Ce matin en Une de vos journaux on scrute l’avenir de l’Europe. Le Monde : "Des idées pour combattre le populisme en Europe". Le Figaro : "Défense : les urgences de l’après-présidentielle". Et puis on fantasme sur l’Amérique. Les Echos : "Les start-ups françaises à l’heure du rêve américain". L’Opinion nous parle du milliardaire qui veut nous emmener sur Mars : "Les nouveaux défis d’Elon Musk le magicien".

Primaire et présidentielle partout

Vous n’y échapperez pas. En Une de Libération, c’est Benoit Hamon, dans Le Monde, Jean-Luc Mélenchon. Le premier défend son revenu universel et rêve que les discussions sur le réchauffement climatique suffiront à mettre les Européens d’accord. Le second se demande à quoi bon un candidat PS et s’inquiète de l’attitude belliqueuse des tenants de l’atlantisme qui renforcent les tensions avec la Russie. Dans son éditorial des Echos, Cécile Cornudet s’amuse de cette configuration nouvelle qui fait s’arracher les cheveux de tous les stratèges politiques. "Il fut un temps pas si lointain où tout était simple. Un candidat, un adversaire principal : on le ciblait, on s’imposait, cela s’appelait avoir une stratégie." Alors, plutôt que de lire les stratèges déboussolés, sans doute faut-il se tourner vers des penseurs comme Jean-Claude Michéa. Dans Marianne, il creuse son sillon, la critique du capitalisme et du renfort que lui apporte la gauche par sa foi indéfectible dans le progrès. "Il faudrait parler aujourd’hui d’une amère victoire de la gauche. Son idéal d’illimitation est devenu le véritable moteur idéologique de l’accumulation du capital ou de la croissance, comme le confirme à chaque instant n’importe quel clip publicitaire (construisons dans un monde qui bouge). C’est même parce que son imaginaire no border triomphe désormais partout dans la pratique du capital moderne que la gauche progressiste a de plus en plus de mal à exister quelque part."

Capitalisme brutal

Une illustration : L’Humanité consacre une enquête à la vente à la découpe que subit le groupe Vivarte, (La Halle aux chaussures, André). En 2007, le groupe est racheté sur le principe d’un leveraged buy out (LBO) : on s’endette pour acheter une entreprise et on fait peser sur elle le poids de cette dette. En 2014, entrent en scène des fonds vautours qui siphonnent les bénéfices du groupe en lui appliquant des taux de 11% sur sa dette. Une illustration parfaite de la financiarisation et du principe de prédation. Heureusement, il existe des contre-exemples. En Une d’Aujourd’hui en France, Eric Belile, patron de la Générale de Bureautique, 45 salariés, première sur son marché en Bretagne et Pays-de-Loire, qui vient de transmettre son entreprise à ses salariés.
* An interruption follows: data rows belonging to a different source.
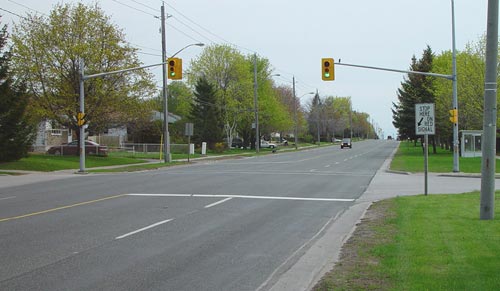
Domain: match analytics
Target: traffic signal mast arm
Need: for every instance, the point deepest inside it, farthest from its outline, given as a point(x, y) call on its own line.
point(449, 77)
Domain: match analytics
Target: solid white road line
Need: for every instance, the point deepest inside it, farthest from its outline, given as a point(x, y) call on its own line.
point(5, 198)
point(218, 202)
point(243, 196)
point(143, 229)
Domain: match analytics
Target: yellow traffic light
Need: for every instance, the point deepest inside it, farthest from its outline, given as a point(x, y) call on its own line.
point(80, 119)
point(174, 68)
point(454, 115)
point(327, 69)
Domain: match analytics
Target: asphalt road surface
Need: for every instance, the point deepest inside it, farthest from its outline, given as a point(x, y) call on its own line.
point(236, 224)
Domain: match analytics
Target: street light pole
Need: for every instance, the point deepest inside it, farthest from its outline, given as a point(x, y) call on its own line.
point(456, 167)
point(295, 100)
point(166, 136)
point(488, 163)
point(166, 149)
point(255, 103)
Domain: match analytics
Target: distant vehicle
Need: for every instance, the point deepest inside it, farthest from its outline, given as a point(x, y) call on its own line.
point(266, 144)
point(237, 142)
point(72, 148)
point(346, 143)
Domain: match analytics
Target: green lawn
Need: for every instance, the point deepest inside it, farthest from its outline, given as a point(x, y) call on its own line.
point(47, 163)
point(434, 242)
point(411, 159)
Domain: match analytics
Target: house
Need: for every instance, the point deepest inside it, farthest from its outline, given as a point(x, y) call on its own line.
point(48, 135)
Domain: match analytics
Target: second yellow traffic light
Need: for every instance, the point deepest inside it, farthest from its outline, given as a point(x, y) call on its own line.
point(327, 69)
point(454, 115)
point(80, 119)
point(174, 68)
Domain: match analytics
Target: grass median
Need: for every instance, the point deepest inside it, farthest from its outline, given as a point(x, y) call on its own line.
point(434, 242)
point(410, 158)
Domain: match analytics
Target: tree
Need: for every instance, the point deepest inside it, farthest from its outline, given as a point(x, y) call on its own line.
point(414, 89)
point(16, 130)
point(205, 115)
point(46, 56)
point(314, 116)
point(227, 70)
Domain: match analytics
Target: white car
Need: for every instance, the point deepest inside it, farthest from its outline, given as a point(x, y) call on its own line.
point(266, 144)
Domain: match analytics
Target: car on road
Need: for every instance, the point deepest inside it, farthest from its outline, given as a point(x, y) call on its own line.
point(266, 144)
point(72, 148)
point(346, 143)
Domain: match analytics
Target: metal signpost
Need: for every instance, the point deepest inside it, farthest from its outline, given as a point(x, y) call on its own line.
point(425, 125)
point(188, 131)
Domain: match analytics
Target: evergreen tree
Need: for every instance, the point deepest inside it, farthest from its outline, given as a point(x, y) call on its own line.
point(16, 132)
point(206, 115)
point(414, 89)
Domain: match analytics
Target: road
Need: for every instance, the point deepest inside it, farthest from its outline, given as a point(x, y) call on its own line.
point(215, 225)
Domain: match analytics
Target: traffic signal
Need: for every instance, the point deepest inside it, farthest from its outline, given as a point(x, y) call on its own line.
point(175, 68)
point(454, 115)
point(80, 119)
point(327, 69)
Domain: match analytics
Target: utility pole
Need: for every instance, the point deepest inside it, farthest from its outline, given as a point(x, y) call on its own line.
point(82, 110)
point(317, 116)
point(295, 133)
point(255, 103)
point(487, 207)
point(166, 135)
point(456, 143)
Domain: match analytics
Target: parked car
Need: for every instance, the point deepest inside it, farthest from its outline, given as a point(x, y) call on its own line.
point(237, 142)
point(266, 144)
point(72, 148)
point(346, 143)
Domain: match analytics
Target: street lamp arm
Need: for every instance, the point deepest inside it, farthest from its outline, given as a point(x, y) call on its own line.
point(193, 44)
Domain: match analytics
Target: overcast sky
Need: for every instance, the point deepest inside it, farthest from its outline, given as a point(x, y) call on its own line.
point(294, 35)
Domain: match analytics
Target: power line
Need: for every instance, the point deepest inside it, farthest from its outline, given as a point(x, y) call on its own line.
point(192, 29)
point(142, 4)
point(182, 32)
point(137, 9)
point(208, 31)
point(27, 7)
point(13, 13)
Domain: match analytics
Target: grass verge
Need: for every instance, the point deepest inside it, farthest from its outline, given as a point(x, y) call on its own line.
point(48, 163)
point(410, 158)
point(432, 242)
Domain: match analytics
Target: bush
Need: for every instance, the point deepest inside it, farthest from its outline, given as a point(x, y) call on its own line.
point(219, 147)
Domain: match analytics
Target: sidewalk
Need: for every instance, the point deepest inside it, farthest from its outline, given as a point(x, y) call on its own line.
point(325, 251)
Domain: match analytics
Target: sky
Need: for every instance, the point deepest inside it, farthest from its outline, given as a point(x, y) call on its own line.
point(294, 35)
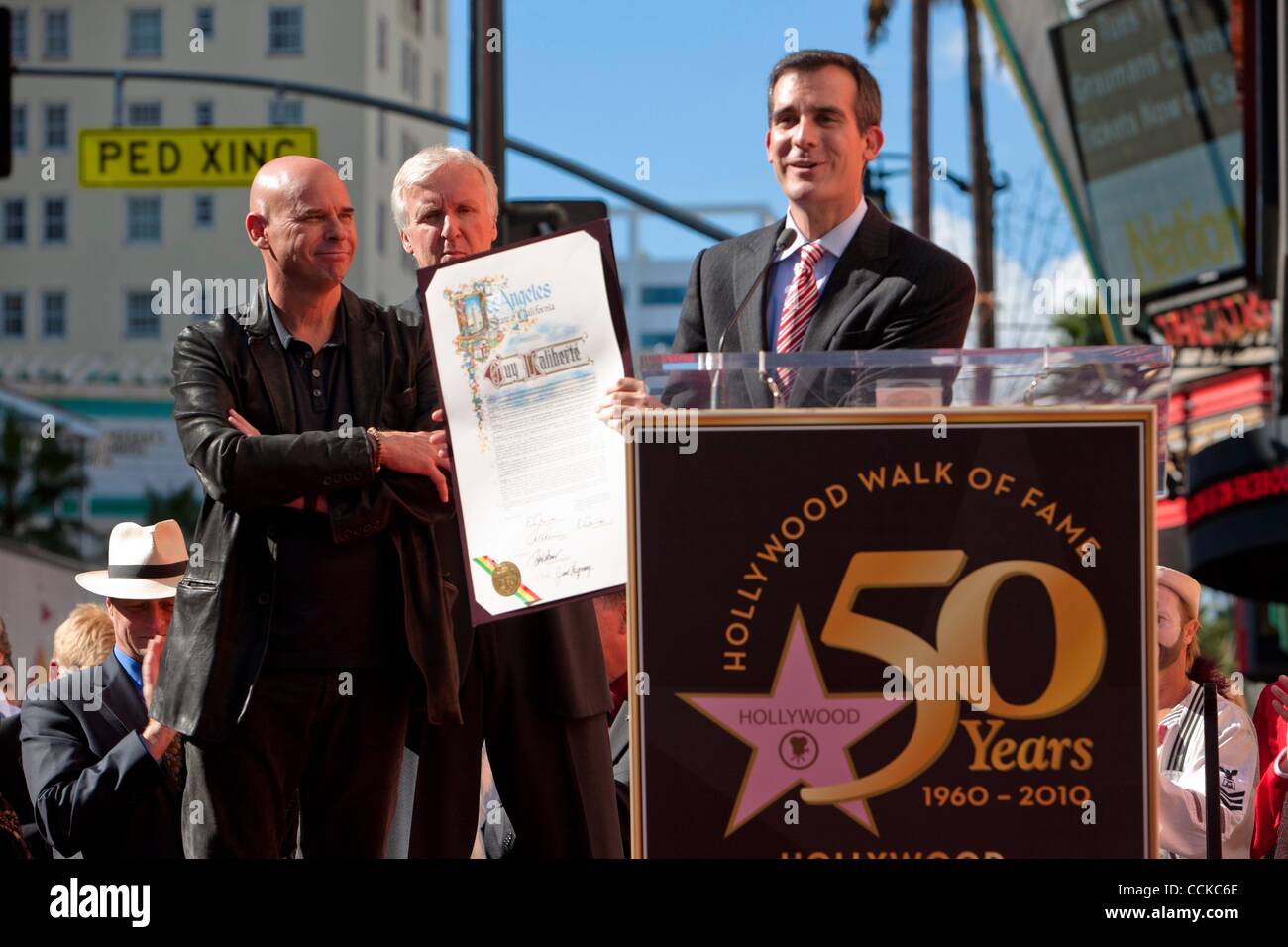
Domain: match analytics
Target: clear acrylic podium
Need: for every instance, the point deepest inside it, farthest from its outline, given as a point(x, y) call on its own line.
point(918, 379)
Eric Belile a refusé des offres à 10 ou 12 millions parce qu’il savait qu’un tiers du personnel serait licencié. "Ça voulait dire que toutes les valeurs que nous avons créées depuis 30 ans allaient disparaître. Ici, on a un management particulier, fondé sur la considération du personnel, l’honnêteté et l’humilité au travail. Quand vous donnez de la considération aux gens, ils vous le rendent. Mais attention, nous demandons de la rigueur et de l’excellence." Le capitalisme, ça peut aussi être ça.

Marché du halal

L’article à lire ce matin est dans Libération. Un entretien avec Florence Bergeaud-Blacker, anthropologue, auteur d’une enquête sur le halal. Elle raconte comment cette distinction entre le licite et l’illicite ne relève d’aucune coutume dans les pays musulmans. Une invention des industriels, la rencontre entre le fondamentalisme de la révolution iranienne et le néolibéralisme de Reagan et Thatcher. Mais son extension induit chez les consommateurs musulmans un évitement social qui les coupe du reste de la société et fait le jeu des fondamentalistes. Elle cite des jeunes mères turques rencontrées à Bordeaux lors de ses premières enquêtes : "Avant, on ne mangeait pas halal. Nos parents ne savaient pas. Ils se trompaient." "C’est contre la perte de mémoire, contre la haine de soi et du passé que sèment les fondamentalistes que j’ai écrit ce livre."

Darts World Championship

Le magazine Society nous emmène à Londres jeudi 29 décembre pour un événement devenu culte : le championnat du monde de fléchettes. On y vient en famille, déguisé mais sans trop savoir pourquoi. On y admire des pom pom girls. "Ce qui est bien aux fléchettes, dit un spectateur, c’est que tu peux t’identifier à presque tous les joueurs. Ils sont tous gaulés comme toi, ont une femme comme la tienne, doivent rouler en Ford Focus. On est loin du foot, du rugby ou du basket." Et pour préserver les origines sociales des spectateurs, l’organisateur fait payer les sponsors et les diffuseurs. "C’est une espèce de politique commerciale socialiste. On a créé quelque chose où les gens ordinaires font l’événement. D’une certaine manière, c’est très proche du vote du Brexit ou de l’élection de Donald Trump."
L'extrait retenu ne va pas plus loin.